Roedean Old Girl Mohlokoa Ngoasheng sparked the discussion of race at the private school when she posted on the school’s old girl page, South African Old Roedeanian Association (SAORA) on Wednesday afternoon.
“Why hasn’t Roedean made any commentary or communique about the current events unfolding at similar schools in the country?” wrote Ngoasheng, 24, currently a Masters student at New York University.
“It’s disappointing for a school which likes to place itself at the forefront of quality and progressive education that there has been crickets on this matter which affects Old Girls, currents pupils, and all black staff.”
The post has garnered many likes and comments since its posting. Soon, Old girls were sharing their experiences, some traumatic, that consisted of racial discrimination.
Nkiase Mahlo, a 2011 matriculant, was told that her shaven head was “ridiculous” and told to “grow normal hair” by then-deputy headmistress.
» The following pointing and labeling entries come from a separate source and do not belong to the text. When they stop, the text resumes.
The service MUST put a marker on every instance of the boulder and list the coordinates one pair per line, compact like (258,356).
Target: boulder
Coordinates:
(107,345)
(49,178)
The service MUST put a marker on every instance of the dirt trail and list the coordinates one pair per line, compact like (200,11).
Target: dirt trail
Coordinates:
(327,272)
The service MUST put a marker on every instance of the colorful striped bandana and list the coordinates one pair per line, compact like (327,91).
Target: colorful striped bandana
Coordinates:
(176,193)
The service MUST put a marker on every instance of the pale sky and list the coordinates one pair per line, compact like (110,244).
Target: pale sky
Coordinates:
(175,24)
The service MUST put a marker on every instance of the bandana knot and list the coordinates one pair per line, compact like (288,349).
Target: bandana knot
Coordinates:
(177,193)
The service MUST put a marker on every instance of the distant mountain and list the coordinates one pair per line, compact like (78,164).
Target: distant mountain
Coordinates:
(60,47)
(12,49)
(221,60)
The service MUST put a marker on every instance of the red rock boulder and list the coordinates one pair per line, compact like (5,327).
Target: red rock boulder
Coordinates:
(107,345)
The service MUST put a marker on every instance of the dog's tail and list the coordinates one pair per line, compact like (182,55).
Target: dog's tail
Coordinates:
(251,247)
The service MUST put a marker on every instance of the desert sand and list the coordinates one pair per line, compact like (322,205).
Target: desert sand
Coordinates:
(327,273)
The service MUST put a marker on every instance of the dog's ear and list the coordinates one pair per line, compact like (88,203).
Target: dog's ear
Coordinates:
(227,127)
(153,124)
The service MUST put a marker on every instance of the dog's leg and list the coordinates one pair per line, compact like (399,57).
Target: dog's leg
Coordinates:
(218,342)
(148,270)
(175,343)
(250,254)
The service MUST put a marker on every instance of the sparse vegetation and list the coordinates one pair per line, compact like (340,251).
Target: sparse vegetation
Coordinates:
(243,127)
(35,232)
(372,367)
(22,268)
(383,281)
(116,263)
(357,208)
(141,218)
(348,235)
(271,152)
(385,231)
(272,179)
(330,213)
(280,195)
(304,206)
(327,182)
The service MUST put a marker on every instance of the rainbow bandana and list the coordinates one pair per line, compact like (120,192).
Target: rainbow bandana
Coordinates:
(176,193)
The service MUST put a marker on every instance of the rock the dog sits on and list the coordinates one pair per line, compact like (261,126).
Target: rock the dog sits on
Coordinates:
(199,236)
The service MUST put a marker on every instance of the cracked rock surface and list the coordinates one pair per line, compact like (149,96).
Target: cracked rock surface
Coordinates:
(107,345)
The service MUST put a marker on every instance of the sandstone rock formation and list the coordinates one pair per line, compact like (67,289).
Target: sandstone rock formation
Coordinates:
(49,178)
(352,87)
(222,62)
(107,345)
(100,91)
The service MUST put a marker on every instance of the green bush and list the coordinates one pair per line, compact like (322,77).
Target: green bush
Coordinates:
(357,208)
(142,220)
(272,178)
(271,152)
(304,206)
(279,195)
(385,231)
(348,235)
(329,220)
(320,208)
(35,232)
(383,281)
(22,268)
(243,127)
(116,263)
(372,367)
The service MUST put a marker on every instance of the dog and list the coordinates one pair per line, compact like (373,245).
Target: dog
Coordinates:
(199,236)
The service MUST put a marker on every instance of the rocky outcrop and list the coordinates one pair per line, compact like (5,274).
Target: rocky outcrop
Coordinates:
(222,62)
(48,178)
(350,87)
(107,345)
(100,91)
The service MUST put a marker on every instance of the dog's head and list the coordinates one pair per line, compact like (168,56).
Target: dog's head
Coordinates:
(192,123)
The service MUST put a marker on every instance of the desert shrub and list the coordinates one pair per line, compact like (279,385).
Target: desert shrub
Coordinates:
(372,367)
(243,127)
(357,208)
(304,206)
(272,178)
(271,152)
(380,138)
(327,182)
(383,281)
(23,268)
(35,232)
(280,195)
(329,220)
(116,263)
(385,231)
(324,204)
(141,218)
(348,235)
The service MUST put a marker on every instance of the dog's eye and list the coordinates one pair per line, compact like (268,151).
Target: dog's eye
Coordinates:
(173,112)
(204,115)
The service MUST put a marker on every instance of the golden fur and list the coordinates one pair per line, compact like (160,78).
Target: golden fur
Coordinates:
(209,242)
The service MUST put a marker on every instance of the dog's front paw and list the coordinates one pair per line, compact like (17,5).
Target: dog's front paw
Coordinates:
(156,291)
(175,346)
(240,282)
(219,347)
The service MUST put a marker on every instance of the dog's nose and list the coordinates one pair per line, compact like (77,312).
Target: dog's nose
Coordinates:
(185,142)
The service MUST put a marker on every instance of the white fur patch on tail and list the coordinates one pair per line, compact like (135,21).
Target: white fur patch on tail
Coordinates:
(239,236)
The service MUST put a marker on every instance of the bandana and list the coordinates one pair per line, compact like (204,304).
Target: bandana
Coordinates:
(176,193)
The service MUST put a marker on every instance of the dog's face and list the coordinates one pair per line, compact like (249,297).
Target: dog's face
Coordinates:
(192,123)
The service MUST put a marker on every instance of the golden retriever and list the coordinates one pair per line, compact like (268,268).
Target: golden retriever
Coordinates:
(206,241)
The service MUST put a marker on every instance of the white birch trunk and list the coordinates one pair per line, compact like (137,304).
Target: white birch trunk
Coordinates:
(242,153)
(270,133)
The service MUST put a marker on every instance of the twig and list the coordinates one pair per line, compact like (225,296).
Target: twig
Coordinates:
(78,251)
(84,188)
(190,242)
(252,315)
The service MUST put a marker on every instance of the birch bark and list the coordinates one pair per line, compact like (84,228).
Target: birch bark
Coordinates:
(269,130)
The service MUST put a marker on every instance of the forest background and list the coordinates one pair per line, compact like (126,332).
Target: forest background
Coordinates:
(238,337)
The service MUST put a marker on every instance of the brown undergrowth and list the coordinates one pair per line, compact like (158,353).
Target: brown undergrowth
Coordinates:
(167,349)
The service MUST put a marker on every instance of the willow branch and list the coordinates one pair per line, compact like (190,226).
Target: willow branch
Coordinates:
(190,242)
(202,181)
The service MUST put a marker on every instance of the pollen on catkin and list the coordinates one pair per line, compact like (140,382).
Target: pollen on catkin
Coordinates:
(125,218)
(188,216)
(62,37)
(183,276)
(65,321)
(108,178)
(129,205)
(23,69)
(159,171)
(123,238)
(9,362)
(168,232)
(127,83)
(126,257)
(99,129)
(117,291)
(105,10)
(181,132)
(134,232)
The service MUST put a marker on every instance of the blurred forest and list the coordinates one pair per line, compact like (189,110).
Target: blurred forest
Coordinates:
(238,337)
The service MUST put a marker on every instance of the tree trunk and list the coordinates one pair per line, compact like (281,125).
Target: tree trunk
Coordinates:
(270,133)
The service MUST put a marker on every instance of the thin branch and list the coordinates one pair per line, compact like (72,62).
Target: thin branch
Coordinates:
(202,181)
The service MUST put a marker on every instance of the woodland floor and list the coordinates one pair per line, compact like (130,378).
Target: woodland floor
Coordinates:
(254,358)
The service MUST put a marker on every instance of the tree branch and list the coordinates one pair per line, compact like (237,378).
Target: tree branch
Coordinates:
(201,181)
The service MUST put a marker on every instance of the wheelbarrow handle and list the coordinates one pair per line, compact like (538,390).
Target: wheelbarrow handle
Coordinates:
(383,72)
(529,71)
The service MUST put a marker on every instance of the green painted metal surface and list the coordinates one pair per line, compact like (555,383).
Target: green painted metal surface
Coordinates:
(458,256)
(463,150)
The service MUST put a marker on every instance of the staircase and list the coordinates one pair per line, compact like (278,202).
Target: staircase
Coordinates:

When her mother was called in and took the side of her daughter, “her [the deputy head’s] reasoning switched… to wondering what would happen if the white girls shaved their heads and even mentioned how it’s reminiscent of neo-Nazis”, said Mahlo, who currently resides in London.
It’s not only about hair
Roedean’s hair policy was apparently amended to include the natural hair of black girls last year, after outcries from parents. However, not all of the issues that the old Roedeanians have raised stem from hair.
“Will teachers ever try to pronounce students’ actual names properly instead of forcing nicknames on to them?” asked 23-year-old Teboho Ramosili.

Naledi Mashishi, 21, old girl and current Rhodes University Activism and Transformation SRC leader, said that stereotypes were used to describe the boarders, who have always been an overwhelmingly black group.
“I remember staff members constantly singling out the boarders and calling us dirty, loud, and implying that we don’t wash our hair,” said Mashishi.
A separate, closed Facebook group has been made specifically for the purpose of providing a safe space for old and current Roedeanians to vent their frustrations for the then-administration.
More personal stories, such as trying to fit into the mould of a “perfectly polished Roedean girl” and excelling academically in the school while black and while the odds (and sometimes allegedly the staff) were against the young women, were shared.
Not all former Roedeanians had negative racial experiences at the school. An old girl who matriculated in 2009 and is of mixed descent said that she loved her experience at the school, although she feels that she had a more positive time based on the fact that she had a mother who looked white and she was academically strong and good at sports.
“My ‘mixedness’ kind of made me appear to be white,” the 24-year-old said. “So with regards to blatant prejudice, I don’t think I personally experienced that. For me my experience was instead one of having to deal with people’s classifications of what I was to them.”
The school has since replied to the outcries of the alumni via SAORA in a comment on Ngoasheng’s post.
“A progressive learning institution”
“Roedean School is a progressive learning institution which proudly embraces diversity and change,” said a representative of the school in the official statement. “We continue to debate and reflect on some of the issues under discussion in this post and have made some progressive changes at the school.”
It is not clear who wrote this official response, but the alumni have called for clearer examples of progression in the school.
The old girls said that they urge current Roedeanians to share their experiences and have also encouraged black women from other private and former Model C schools to join in the conversation.